Um jedoch optimal zu blühen, benötigen Geranien Nährstoffe.

Schauen wir uns also an, wie man sie dosiert, wie oft und wie man sie bereitstellt, um die wunderbaren Blüten zu genießen, die sie produzieren.

  1. Frequenz: Es gibt mehrere ideale Zeitpunkte, um Geranien zu düngen. Eine davon ist ohne Zweifel, wenn sie gepflanzt und/oder umgepflanzt werden. In diesem Fall können Sie natürliche Düngemittel wie Kompost (in diesem Fall monatlich) oder Flüssigdünger (alle 2-3 Wochen) verwenden.
  2. Wann: Weitere ideale Zeitpunkte sind die Vorblütephase, d.h. wenn die ersten Knospen erscheinen, und bis zum Sommer.
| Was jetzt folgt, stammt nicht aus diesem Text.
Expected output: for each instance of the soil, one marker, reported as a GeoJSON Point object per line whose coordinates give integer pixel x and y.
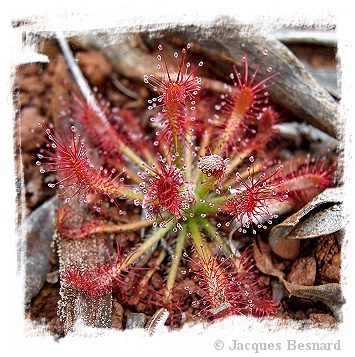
{"type": "Point", "coordinates": [319, 262]}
In der Herbstsaison können sie jedoch reduziert werden: In dieser Zeit benötigt die Pflanze keine Nährstoffe, da sie inaktiv ist.
  3. Welcher Dünger: Unter den am besten geeigneten natürlichen Düngemitteln für Geranien finden wir zweifellos Kaffeesatz und Bittersalz, die die Mengen an Nährstoffen und Mineralien liefern, die die Pflanze benötigt, um gesund und stark zu wachsen.

Wie man einen natürlichen Dünger für Geranien herstellt

Einer der einfachsten Dünger, den man für Geranien zu Hause herstellen kann, ist Bananenschale. Werfen Sie es aus diesem Grund nicht in den nassen Müll!

Schneiden Sie sie einfach ab und streuen Sie sie dann um die Erde, in der sich Ihr Sämling befindet, und vergraben Sie sie ein wenig.

Auf diese Weise nimmt der Sämling alle Nährstoffe und Vitamine auf, die er benötigt.